Fino a quando si potrà richiedere?

I voucher dovranno essere erogati entro il 12 gennaio 2023, secondo il principio di cassa allargato. Il lavoratore potrà potrai usufruirne entro la data di scadenza presente sul buono. Sarà quindi possibile ottenere l’agevolazione entro il prossimo gennaio e spenderlo nei mesi che seguiranno. Il bonus benzina di 200 euro non concorre alla formazione del reddito di lavoro dipendente. Rappresenta, inoltre, un’agevolazione ulteriore rispetto a quella generale prevista nell’articolo 51 del Tuir. I buoni benzina non possono essere erogati anche per finalità retributive.

 

Bonus trasporti

Un altro incentivo messo in campo dal governo a sostegno delle famiglie, è il bonus trasporti, che prevede un credito fino a 60 euro per l’acquisto di abbonamenti mensili, annui o validi per più mesi per i servizi del trasporto pubblico e ferroviario. L’agevolazione è riconosciuta a studenti, lavoratori e pensionati con reddito inferiore a 35mila euro e prevede un aiuto economico di massimo 60 euro mensili. La misura è stata introdotta dal Dl Aiuti per aiutare le famiglie visti i recenti aumenti dei prezzi sull’economia familiare. Il governo ha stanziato per il fondo 180 milioni di euro.

Per avere il buono di 60 euro basterà farne richiesta sulla pagina dedicata del Ministero delle Infrastrutture. Il portale emetterà il credito attraverso un codice identificativo univoco e sarà possibile spenderlo presso un solo gestore dei servizi di trasporto pubblico. Il beneficiario può presentare una richiesta a titolo personale o per conto di un minore, effettuando l’accesso sul portale tramite SPID o carta d’identità elettronica (CIE).
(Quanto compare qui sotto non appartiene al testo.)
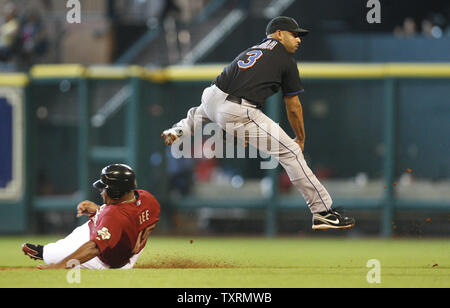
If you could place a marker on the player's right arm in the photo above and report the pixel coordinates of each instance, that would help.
(86, 208)
(295, 116)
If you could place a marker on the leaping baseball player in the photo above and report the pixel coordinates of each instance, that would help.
(237, 95)
(116, 232)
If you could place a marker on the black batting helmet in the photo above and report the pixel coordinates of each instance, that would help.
(117, 180)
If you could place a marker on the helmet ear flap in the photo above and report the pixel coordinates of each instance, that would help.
(117, 180)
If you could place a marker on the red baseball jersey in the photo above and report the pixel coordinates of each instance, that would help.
(121, 230)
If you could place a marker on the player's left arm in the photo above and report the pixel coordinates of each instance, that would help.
(294, 112)
(85, 253)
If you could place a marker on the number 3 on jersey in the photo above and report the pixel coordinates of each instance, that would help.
(254, 56)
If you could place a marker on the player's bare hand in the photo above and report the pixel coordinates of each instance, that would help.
(86, 208)
(51, 266)
(301, 143)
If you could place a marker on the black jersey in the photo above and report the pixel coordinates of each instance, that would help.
(259, 72)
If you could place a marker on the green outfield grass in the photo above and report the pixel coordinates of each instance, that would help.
(249, 263)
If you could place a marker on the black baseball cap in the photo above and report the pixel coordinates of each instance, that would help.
(286, 24)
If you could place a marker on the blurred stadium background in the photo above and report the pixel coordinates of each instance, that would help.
(75, 97)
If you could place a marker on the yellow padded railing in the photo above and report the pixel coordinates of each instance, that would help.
(209, 72)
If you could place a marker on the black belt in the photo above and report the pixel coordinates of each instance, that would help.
(238, 100)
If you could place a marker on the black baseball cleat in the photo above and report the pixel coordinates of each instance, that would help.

Alla registrazione verranno richieste le seguenti informazioni:

  • nome, cognome, codice fiscale del richiedente;
  • nel caso in cui il beneficiario sia un minore sarà necessario il codice fiscale del richiedente e un’attestazione per certificare che il minore sia fisicamente a suo carico;
  • reddito del beneficiario nell’anno di imposta 2021, non superiore a 35mila euro. Per i minori il requisito deve sussistere in relazione al minore beneficiario del buono, a prescindere quindi dal reddito di chi richiede.

La domanda deve contenere anche l’importo del buono richiesto, che non potrà essere superiore a 60 euro per ciascun beneficiario e dovrà essere utilizzato entro il mese solare di emissione per comprare abbonamenti mensili, annuali o validi per più mesi.

L’agevolazione reca il nominativo del beneficiario ed è utilizzabile per un solo abbonamento. Inoltre, non è cedibile e non costituisce reddito imponibile del beneficiario. Non rileva ai fini del computo del valore dell’ISEE ai fini previdenziali o assistenziali.

Il buono ha una validità limitata al mese solare di emissione, anche per l’acquisto di un abbonamento annuale o mensile con partenza dal mese successivo. Ciascun beneficiario potrà richiedere un solo bonus al mese, entro il 31 dicembre 2022 o fino all’esaurimento delle risorse. Sarà quindi possibile acquistare un abbonamento annuale con uno sconto di 60 euro oppure usare i soldi ogni mese, fino a dicembre, per comprare quelli mensili.

Il valore massimo del bonus copre il 100% delle spese per l’acquisto o il rinnovo di abbonamenti per i trasporti, per un massimo di 60 euro al mese.